Reperfusion leads to increased utilization of cellular oxygen for generation of ROS, rather than energy production. ROS generation along with mitochondrial dysfunction contributes to myocardial I/R injury (35). ROS have destructive potential because of their high reactivity with molecules, including lipids, proteins, and DNA. CMs from Cav-3-OE mice have decreased generation of superoxide in response to oxygen/glucose deprivation for 1 h followed by 20 min recovery (Fig. 4A, B); by contrast, CMs from Cav-3-KO mouse hearts have increased superoxide production, which may contribute to cardiac pathology in these animals (13, 36). Consistent with this idea, mitochondria from TGneg mouse hearts produced greater superoxide signals with the addition of malate and pyruvate in state 3 (with ADP) and 4 (no ADP) compared to mitochondria from Cav-3-OE mice (Fig. 4C, D). This result implies that complex I is more tightly coupled in Cav-3-OE mitochondria and is likely a source of ROS leakage in mitochondria from TGneg mice. No changes were observed with addition of succinate, suggesting that complex II is not involved in the response. These results also confirm that the increased oxygen consumption of mitochondria from Cav3-OE mice produces energy and not increased amounts of ROS.

Figure 4.

Figure 4.

Cav-3 overexpression reduces the generation of ROS in CMs and mitochondria. A) DHE was used to probe superoxide with nuclear-localized ethidium. Hypo, hypoxia/reoxygenation. B) Increased expression of Cav-3 suppresses superoxide formation, while knockdown of Cav-3 increases superoxide formation; n = 6. C, D) EPR with DEPMPO spin probe on mitochondria from Cav-3-OE hearts have reduced ROS production during NAD-linked, but not FAD-linked, respiration; n = 5–6. E) EM reveals that mitochondria from Cav-3-KO, but not Cav-3-OE, mice have morphological abnormalities. F) ATP synthesis in C. elegans caveolin mutants under state 3 conditions was suppressed; n = 5. G, H) EPR traces (G) and normalized results (H) show increased ROS generation in C. elegans caveolin mutants; n = 6. *P < 0.05.

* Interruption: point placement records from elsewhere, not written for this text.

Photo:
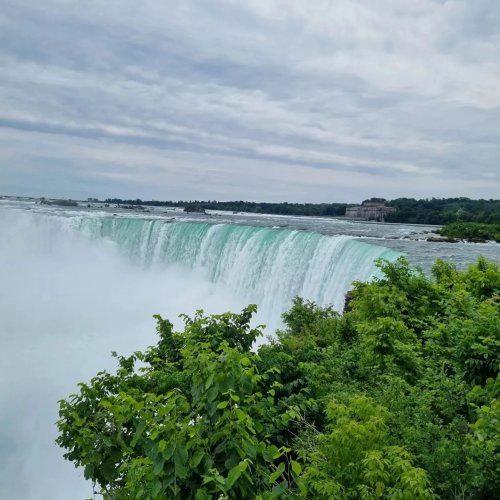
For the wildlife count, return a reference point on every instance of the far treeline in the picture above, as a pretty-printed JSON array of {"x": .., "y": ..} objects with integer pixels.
[{"x": 409, "y": 210}]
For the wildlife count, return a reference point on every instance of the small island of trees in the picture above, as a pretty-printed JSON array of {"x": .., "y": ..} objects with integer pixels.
[{"x": 396, "y": 398}]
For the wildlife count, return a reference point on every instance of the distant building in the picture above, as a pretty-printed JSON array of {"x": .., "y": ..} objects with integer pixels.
[{"x": 370, "y": 210}]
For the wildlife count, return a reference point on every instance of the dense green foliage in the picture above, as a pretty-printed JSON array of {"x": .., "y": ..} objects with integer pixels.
[
  {"x": 396, "y": 398},
  {"x": 317, "y": 209},
  {"x": 409, "y": 210},
  {"x": 471, "y": 231}
]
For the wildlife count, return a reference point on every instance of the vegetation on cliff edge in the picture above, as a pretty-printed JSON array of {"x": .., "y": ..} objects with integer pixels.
[{"x": 396, "y": 398}]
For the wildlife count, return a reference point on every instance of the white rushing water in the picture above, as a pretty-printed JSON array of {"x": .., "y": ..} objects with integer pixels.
[{"x": 75, "y": 288}]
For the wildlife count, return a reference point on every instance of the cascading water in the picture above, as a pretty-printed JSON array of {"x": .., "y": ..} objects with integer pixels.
[
  {"x": 73, "y": 288},
  {"x": 268, "y": 266}
]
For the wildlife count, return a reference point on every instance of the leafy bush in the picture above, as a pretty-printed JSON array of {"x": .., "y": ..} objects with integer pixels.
[{"x": 396, "y": 398}]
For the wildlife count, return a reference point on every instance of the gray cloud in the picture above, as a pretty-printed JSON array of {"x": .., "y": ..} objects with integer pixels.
[{"x": 260, "y": 100}]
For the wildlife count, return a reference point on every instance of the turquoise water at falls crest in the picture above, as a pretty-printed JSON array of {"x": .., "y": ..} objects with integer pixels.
[{"x": 268, "y": 266}]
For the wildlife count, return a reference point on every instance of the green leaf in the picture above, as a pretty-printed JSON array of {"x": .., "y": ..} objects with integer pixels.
[
  {"x": 296, "y": 467},
  {"x": 233, "y": 476},
  {"x": 277, "y": 473},
  {"x": 158, "y": 464},
  {"x": 155, "y": 490}
]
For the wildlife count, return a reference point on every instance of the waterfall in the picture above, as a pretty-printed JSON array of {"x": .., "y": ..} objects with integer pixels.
[
  {"x": 76, "y": 287},
  {"x": 268, "y": 266}
]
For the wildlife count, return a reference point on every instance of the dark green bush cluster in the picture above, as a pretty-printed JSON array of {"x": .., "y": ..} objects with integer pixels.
[{"x": 396, "y": 398}]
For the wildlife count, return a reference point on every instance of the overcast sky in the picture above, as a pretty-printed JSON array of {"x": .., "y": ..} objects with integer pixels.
[{"x": 252, "y": 99}]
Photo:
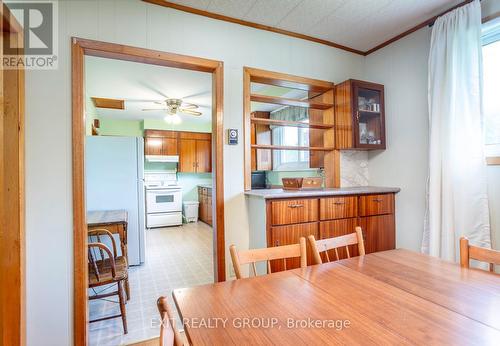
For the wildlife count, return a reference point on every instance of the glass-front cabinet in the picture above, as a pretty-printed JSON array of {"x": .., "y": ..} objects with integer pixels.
[{"x": 360, "y": 118}]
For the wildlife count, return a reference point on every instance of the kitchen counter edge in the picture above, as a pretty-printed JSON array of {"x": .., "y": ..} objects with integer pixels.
[{"x": 360, "y": 190}]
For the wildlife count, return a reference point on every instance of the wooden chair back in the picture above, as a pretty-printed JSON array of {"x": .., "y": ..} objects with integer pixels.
[
  {"x": 96, "y": 246},
  {"x": 253, "y": 256},
  {"x": 169, "y": 335},
  {"x": 324, "y": 245},
  {"x": 468, "y": 252}
]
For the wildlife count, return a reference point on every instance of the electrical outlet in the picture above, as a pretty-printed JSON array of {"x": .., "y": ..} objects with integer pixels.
[{"x": 232, "y": 274}]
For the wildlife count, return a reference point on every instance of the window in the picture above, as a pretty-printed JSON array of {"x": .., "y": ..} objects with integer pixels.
[
  {"x": 284, "y": 160},
  {"x": 491, "y": 87}
]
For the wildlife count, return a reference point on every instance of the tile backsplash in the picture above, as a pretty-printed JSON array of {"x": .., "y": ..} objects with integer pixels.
[{"x": 353, "y": 168}]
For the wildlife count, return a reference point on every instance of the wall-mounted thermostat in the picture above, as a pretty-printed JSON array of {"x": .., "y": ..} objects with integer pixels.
[{"x": 232, "y": 136}]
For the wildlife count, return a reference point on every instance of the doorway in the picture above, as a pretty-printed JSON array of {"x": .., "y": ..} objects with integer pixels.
[{"x": 82, "y": 48}]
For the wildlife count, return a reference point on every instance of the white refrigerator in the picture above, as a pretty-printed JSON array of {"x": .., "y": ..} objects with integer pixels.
[{"x": 115, "y": 180}]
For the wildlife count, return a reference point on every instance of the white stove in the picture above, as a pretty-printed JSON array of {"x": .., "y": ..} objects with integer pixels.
[{"x": 163, "y": 199}]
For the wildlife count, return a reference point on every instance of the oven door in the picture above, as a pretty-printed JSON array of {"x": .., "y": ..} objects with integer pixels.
[{"x": 163, "y": 200}]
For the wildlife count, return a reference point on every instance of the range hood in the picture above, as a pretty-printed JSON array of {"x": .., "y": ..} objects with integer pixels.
[{"x": 162, "y": 158}]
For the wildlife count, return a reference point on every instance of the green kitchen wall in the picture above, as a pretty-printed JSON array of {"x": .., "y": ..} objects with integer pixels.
[{"x": 135, "y": 128}]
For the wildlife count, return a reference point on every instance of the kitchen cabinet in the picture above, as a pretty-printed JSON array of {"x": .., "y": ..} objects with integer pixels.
[
  {"x": 205, "y": 207},
  {"x": 195, "y": 152},
  {"x": 290, "y": 234},
  {"x": 359, "y": 115},
  {"x": 160, "y": 142},
  {"x": 194, "y": 148},
  {"x": 288, "y": 219}
]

Mitochondria in cardiac muscle are arranged in filamentous networks; changes in mitochondrial morphology have been noted in apoptosis (37). Fragmentation of mitochondria is greater in Cav-3-KO hearts, but mitochondrial structure is maintained in TGneg and Cav-3-OE hearts (Fig. 4E). Fragmentation of mitochondria may contribute to increased ROS production and cardiac pathology in Cav-3-KO mice.

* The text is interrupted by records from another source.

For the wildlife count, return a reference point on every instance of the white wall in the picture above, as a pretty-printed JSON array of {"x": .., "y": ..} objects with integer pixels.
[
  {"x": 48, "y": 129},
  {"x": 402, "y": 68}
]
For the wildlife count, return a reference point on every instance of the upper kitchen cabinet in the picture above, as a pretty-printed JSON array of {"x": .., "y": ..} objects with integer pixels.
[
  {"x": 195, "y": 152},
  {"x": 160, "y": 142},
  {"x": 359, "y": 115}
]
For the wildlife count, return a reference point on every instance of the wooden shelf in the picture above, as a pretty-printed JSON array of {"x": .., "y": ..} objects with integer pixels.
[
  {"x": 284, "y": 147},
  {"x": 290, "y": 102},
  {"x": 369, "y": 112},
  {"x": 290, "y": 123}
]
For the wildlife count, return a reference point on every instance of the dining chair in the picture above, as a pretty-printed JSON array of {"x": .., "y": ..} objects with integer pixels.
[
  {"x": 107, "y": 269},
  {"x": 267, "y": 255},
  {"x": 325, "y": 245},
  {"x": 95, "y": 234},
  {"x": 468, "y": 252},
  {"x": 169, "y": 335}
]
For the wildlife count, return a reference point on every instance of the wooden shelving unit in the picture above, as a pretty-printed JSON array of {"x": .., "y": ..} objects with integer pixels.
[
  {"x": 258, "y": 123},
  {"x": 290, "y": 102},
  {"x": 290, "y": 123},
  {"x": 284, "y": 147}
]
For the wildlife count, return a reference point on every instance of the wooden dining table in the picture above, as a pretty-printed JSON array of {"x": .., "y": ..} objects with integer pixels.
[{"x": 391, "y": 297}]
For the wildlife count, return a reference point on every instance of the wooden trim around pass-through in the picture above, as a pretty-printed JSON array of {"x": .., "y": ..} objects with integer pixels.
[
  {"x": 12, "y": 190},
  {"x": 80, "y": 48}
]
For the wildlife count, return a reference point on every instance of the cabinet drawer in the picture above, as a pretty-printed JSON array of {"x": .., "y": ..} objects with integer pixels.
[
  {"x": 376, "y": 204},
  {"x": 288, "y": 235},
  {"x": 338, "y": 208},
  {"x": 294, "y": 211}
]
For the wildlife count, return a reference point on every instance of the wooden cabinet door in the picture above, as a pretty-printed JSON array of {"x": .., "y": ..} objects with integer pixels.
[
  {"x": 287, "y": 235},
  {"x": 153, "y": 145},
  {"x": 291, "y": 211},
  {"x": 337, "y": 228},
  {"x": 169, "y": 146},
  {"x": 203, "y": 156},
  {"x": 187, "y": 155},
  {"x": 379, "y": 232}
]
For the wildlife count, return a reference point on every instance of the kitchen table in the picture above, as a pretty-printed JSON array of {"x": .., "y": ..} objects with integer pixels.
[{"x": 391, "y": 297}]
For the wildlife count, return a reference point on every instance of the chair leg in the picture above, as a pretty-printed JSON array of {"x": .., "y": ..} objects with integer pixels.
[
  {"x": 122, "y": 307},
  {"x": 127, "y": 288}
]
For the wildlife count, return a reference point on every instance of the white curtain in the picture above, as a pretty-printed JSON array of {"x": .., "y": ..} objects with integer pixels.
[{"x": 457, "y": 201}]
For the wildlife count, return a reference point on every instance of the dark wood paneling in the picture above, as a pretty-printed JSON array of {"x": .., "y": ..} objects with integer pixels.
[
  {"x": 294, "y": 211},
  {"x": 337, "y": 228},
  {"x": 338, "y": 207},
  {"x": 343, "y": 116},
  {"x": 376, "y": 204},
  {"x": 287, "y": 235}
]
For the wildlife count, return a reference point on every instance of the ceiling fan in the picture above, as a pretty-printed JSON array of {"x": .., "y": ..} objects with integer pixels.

We assessed C. elegans strains carrying null mutations in caveolin genes as a further means to determine whether caveolin deficiency can result in mitochondrial dysfunction. C. elegans express two isoforms of caveolin (38), but their role in mitochondrial function is not known. We found that under state 3, but not state 4 (data not shown) conditions, C. elegans mutants of Cav-1 and Cav-2 have compromised ATP synthesis (Fig. 4F). The Cav-2 mutant has enhanced generation of carbon-centered free radicals, as assessed by EPR (Fig. 4G, H). These data confirm a role for caveolin expression in mitochondrial function and protection and extend this conclusion to an organism evolutionarily distant from mammals.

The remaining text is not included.